常安去餐桌上用小小的一个水壶插上电热一壶牛奶。听见电流的响动后,他坐到了舟芋旁边的另一个沙发上,开口:“前几天何飞鸢说要给你一本相册,里面会有我,我知道你早晚有一天会知道这个事实,所以我没阻拦。檐镇是我这辈子生活得最苦的时候,却也是后来这些年我最怀念的时候,因为檐镇的人都很好,巷子里的邻居们对我们一家人的恩情我一辈子不会忘。所以我说无论发生什么事即使我们因为不可抗因素分开了我还是会一辈子对你好。”

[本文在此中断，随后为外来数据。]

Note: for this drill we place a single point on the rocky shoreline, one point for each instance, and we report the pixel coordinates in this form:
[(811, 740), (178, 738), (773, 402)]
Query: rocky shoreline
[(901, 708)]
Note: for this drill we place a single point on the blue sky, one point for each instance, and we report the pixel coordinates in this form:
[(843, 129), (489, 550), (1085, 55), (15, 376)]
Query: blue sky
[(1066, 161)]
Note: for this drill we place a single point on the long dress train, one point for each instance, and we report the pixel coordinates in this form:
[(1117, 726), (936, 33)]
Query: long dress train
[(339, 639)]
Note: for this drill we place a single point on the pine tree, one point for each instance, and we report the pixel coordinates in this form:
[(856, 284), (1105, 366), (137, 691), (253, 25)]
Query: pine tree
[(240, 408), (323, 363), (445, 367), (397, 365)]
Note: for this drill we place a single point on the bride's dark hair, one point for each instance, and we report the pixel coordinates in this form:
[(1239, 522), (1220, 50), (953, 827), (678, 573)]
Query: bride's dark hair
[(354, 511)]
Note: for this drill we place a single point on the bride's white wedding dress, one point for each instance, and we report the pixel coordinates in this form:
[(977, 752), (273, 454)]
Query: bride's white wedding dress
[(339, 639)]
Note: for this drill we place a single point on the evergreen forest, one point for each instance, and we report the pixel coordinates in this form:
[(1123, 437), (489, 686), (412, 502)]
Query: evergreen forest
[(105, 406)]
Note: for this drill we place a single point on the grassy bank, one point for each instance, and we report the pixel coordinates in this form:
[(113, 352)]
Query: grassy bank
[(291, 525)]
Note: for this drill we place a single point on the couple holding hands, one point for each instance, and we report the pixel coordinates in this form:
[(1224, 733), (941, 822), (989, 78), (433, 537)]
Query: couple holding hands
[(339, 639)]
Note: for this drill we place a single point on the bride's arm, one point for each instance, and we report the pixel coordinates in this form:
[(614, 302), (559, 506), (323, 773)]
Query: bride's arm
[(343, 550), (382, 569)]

“你知道我为什么会在眉县扎根开民宿吗?”常安咽下苦涩,继续开口:“因为这是我妈的故乡。我一个人在这个地方生活了这么多年,也许是老天爷看我太过可怜,竟然让我在这儿再次遇见你。你是高材生,优秀得让我自卑,但我还是跟你表白了,一步一步就推向了现在这样的局面。舟芋,你恨我吗?”常安问出最后一句话,肩膀已经沉了下去,他语气没底儿了。
“你有你的苦衷,我知道。”舟芋轻声开口。
“舟芋,别这样……你是不是要离开我了?”常安眼角已经红了,抬头注视着舟芋,呼吸都在疼。